Even that was not adopted widely until its commercialisation by Novartis of Switzerland in the 1990s.

Meningitis: Private stocks of vaccine running out amid unprecedented demand

Private stocks of the meningitis B vaccine are running out across the country amid unprecedented demand from parents anxious to protect their children from the potentially deadly disease, the Independent reports.

As the family of Faye Burdett published photographs of the dying two-year-old girl covered in a deep red rash and former England rugby star Matt Dawson spoke of his son’s narrow escape this week, more than half a million people have signed a petition calling for the Government to immunise all children.

Currently only babies aged between two and five months are offered the vaccine by the NHS.

It is available privately – at a total cost of up to £480 – but clinics have started to run out.

Drug company GlaxoSmithKline (GSK), which makes the vaccine, said in a statement that “unexpected global demand” in 2015 meant they would be “experiencing supply constraints” for the first six months of this year.

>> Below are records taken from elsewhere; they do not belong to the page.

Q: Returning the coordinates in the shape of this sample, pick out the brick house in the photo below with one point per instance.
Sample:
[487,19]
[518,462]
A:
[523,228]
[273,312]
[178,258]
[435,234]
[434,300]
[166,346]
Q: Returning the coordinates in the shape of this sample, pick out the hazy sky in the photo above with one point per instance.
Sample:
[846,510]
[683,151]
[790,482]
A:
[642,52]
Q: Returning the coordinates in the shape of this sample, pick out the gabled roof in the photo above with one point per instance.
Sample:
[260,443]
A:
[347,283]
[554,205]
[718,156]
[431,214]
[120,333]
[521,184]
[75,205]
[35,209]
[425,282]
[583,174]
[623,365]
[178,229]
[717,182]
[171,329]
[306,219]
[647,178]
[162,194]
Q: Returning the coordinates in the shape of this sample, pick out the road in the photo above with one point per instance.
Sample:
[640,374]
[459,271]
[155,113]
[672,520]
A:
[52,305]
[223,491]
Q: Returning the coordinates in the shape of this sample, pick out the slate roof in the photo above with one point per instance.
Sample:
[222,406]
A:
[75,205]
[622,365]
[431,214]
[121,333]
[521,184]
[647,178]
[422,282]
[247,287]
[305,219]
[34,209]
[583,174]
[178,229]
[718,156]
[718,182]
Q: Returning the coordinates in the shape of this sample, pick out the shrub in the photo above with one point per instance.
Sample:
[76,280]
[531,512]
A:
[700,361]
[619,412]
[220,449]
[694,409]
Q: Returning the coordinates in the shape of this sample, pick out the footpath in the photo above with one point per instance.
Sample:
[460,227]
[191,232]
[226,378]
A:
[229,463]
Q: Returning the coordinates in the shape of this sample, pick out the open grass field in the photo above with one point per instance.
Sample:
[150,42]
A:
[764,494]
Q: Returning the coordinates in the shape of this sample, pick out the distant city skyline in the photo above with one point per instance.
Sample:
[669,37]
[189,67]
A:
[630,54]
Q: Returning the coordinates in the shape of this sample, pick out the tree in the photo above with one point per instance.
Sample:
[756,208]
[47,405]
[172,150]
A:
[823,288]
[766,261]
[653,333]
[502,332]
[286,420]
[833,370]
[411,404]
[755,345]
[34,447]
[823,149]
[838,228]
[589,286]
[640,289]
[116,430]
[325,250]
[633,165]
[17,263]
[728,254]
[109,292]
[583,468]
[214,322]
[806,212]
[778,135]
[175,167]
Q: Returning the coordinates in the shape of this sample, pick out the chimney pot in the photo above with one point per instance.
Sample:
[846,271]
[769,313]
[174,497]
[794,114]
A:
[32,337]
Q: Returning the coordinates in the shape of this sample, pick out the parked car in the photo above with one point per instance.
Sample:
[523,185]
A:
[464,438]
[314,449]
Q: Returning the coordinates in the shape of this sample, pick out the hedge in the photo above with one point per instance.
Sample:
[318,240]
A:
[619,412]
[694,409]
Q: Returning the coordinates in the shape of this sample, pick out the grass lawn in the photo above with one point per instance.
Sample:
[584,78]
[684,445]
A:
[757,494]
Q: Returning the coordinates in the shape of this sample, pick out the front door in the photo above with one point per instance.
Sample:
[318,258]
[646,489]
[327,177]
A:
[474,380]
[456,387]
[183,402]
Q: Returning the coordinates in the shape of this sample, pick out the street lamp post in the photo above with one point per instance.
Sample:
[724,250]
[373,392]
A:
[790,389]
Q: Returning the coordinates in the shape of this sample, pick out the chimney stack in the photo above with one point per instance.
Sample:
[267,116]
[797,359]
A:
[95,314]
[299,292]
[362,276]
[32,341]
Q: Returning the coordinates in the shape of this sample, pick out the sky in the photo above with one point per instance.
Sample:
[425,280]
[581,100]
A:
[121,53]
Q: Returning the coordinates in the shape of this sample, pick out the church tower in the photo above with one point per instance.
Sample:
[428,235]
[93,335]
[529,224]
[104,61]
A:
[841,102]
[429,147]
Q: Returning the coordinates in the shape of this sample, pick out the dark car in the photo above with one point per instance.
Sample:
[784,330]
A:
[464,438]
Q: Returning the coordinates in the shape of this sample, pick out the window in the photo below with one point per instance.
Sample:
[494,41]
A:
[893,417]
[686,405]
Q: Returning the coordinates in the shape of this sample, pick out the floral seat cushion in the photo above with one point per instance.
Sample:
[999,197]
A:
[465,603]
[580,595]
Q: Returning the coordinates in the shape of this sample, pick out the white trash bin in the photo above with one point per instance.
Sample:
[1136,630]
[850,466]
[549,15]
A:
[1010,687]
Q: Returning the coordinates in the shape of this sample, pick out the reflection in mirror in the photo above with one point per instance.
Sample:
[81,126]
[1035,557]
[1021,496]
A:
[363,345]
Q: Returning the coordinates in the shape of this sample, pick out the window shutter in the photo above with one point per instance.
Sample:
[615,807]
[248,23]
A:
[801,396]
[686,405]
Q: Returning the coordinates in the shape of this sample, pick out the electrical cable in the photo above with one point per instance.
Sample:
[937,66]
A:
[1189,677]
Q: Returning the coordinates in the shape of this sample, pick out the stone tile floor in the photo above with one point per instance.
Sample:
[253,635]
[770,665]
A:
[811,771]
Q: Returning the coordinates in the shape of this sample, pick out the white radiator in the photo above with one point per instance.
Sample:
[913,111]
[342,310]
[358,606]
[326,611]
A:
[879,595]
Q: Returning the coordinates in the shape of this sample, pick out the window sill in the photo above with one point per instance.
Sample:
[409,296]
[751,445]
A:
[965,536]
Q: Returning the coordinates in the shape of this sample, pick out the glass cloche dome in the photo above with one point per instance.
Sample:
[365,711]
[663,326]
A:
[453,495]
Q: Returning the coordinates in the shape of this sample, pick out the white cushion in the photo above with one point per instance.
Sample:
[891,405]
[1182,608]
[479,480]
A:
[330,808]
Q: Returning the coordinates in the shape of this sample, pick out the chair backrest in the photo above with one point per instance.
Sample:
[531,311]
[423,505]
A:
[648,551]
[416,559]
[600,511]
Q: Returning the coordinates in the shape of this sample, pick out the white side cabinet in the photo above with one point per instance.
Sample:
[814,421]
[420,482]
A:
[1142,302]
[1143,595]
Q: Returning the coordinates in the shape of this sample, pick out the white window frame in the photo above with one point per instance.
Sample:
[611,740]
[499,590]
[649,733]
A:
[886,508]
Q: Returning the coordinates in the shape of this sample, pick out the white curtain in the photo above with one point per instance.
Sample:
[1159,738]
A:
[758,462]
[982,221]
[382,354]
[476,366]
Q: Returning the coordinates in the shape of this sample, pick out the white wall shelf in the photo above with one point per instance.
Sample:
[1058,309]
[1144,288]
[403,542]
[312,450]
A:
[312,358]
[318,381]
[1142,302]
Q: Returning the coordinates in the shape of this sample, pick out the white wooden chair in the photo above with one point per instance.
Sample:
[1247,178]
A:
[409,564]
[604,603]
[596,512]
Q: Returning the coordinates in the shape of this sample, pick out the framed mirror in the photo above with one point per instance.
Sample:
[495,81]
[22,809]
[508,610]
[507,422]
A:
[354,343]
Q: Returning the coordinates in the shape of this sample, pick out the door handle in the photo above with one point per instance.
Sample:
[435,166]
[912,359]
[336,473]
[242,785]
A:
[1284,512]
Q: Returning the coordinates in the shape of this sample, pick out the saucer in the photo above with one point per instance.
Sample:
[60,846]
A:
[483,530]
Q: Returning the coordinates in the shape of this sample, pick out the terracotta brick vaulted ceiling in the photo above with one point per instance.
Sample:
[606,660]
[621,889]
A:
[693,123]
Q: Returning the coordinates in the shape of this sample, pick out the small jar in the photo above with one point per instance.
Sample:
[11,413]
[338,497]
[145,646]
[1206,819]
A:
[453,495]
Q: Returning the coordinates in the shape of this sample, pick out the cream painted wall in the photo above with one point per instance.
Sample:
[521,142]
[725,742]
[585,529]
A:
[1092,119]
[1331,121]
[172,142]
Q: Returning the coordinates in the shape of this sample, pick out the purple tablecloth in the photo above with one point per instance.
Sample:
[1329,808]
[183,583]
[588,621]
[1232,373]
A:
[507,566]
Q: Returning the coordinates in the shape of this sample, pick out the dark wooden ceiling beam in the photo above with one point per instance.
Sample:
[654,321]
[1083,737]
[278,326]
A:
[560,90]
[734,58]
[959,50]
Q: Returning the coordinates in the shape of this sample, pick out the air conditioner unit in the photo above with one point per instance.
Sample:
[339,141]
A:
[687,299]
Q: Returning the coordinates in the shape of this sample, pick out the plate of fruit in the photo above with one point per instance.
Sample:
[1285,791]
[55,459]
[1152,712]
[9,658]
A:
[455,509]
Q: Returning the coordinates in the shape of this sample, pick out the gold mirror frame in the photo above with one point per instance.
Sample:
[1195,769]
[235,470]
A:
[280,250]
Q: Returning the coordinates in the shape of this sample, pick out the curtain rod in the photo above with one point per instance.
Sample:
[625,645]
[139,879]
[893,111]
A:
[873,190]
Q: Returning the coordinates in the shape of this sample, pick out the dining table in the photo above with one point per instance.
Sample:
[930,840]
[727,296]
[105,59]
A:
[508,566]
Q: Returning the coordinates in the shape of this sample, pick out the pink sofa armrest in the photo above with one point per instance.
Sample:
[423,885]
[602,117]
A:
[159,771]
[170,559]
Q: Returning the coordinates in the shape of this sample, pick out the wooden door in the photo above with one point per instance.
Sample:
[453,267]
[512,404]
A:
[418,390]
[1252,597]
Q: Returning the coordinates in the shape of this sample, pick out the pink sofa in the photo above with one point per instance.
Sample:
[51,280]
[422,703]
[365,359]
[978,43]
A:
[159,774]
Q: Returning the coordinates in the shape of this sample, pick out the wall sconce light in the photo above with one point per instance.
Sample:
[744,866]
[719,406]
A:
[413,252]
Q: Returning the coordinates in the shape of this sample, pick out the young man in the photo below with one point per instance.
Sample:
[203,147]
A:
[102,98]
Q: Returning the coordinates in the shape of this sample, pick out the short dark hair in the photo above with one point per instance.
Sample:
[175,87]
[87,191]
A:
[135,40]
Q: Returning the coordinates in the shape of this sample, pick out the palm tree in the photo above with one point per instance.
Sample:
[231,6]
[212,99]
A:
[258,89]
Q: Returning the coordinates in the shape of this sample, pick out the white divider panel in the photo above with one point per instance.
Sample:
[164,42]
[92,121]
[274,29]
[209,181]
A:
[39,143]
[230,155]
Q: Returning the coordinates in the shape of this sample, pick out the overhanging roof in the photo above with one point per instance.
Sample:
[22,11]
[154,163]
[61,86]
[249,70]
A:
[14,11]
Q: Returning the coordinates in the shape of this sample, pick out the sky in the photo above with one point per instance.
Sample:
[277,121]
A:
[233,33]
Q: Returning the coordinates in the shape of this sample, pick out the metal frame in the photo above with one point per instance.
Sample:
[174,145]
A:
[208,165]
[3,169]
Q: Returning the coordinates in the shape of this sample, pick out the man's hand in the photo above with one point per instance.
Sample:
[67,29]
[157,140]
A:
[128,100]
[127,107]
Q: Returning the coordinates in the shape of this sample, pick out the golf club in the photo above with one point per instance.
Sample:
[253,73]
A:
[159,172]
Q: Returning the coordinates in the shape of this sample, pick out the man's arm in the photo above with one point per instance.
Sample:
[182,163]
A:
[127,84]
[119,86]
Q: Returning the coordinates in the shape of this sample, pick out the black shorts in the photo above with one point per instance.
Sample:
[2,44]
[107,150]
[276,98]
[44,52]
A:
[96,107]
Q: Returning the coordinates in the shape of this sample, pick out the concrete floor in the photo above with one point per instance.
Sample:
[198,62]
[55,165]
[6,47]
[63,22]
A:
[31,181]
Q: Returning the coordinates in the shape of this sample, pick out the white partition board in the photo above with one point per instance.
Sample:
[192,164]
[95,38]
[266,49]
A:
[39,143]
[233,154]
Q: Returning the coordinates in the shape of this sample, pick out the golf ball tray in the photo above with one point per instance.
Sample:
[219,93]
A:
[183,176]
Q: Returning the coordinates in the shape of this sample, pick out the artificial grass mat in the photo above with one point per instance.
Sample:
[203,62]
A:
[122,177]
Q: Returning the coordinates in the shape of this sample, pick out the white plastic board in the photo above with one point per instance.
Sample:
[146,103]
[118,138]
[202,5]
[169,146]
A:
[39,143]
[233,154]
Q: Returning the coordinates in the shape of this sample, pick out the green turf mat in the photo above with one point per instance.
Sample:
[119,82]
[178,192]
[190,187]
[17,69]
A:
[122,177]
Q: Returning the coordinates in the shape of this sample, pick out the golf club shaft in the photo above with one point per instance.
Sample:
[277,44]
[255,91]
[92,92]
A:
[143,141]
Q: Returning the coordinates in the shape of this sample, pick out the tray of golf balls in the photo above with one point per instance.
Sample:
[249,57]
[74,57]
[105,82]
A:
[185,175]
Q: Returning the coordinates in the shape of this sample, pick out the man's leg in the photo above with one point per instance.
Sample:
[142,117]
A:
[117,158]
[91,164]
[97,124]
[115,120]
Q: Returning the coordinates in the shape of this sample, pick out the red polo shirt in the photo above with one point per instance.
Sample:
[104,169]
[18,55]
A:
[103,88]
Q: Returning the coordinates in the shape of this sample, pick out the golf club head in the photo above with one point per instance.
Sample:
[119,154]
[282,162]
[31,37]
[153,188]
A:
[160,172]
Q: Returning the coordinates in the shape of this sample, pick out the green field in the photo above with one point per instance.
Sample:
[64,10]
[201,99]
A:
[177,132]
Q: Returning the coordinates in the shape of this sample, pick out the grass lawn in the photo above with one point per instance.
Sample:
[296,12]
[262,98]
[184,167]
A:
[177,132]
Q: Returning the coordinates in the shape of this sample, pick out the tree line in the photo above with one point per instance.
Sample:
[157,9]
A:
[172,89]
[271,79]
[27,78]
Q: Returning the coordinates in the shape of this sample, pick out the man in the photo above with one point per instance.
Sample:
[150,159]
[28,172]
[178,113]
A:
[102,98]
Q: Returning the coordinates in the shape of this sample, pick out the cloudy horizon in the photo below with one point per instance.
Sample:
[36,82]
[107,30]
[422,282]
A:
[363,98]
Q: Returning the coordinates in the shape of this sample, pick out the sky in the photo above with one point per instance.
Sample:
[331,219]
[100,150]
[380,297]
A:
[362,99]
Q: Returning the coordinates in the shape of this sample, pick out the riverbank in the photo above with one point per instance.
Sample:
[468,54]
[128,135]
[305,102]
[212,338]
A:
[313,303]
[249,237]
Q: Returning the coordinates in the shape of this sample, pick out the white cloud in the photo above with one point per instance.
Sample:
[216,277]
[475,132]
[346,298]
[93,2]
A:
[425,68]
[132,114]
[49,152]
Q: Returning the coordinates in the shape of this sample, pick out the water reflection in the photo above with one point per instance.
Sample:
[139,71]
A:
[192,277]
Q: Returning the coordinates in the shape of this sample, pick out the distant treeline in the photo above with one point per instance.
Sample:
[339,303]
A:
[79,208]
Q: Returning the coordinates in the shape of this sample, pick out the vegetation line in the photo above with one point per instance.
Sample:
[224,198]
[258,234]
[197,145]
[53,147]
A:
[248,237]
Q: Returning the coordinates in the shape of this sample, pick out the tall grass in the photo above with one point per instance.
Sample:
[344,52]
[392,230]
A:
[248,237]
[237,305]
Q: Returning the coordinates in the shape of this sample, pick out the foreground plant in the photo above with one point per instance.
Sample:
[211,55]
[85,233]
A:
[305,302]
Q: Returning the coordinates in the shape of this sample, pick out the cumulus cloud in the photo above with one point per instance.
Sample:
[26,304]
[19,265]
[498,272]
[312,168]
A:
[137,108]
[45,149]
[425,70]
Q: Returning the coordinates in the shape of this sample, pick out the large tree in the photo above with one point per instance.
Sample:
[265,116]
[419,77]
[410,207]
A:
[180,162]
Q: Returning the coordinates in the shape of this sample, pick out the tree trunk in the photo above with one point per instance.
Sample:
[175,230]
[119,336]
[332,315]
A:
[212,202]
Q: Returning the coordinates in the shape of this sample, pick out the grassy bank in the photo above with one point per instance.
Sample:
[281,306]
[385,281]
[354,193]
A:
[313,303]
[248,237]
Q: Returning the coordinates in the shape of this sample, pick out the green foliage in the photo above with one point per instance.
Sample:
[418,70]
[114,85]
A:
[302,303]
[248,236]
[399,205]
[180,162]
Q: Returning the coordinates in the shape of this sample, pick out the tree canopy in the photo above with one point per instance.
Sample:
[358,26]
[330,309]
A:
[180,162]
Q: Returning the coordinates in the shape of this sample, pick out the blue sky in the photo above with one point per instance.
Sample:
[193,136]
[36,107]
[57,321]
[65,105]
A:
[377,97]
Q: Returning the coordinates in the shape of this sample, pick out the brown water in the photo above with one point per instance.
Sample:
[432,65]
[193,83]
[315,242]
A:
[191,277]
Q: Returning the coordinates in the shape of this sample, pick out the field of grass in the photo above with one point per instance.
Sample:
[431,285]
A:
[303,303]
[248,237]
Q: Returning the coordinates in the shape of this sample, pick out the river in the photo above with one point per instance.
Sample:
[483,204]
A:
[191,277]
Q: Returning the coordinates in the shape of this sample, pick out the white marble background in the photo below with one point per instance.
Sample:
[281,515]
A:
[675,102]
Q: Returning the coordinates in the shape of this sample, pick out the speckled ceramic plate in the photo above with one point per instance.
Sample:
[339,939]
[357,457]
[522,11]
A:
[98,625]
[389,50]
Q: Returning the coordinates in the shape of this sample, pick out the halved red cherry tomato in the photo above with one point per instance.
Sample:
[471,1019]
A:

Sugar tax could prevent obesity in almost 4 million people, charities say

A sugar tax on sweetened drinks would save 3.7 million people from becoming obese over the next 10 years, reducing their chances of illness and saving the NHS millions of pounds, The Guardian reports.

A report, from Cancer Research UK and the UK Health Forum, an alliance that works on the prevention of heart disease, stroke and other conditions, says that by 2025 the tax could reduce health and social care spending by £10m a year.

The report from two leading medical charities adds to the pressure on the government to introduce a tax on sugar-sweetened drinks as part of its delayed childhood obesity strategy, which is expected to be published this month or next.

There has been widespread support for a tax from public health bodies and campaigners including Jamie Oliver, who has introduced a levy on sugary drinks in his own restaurants, the proceeds of which go to health and educational causes.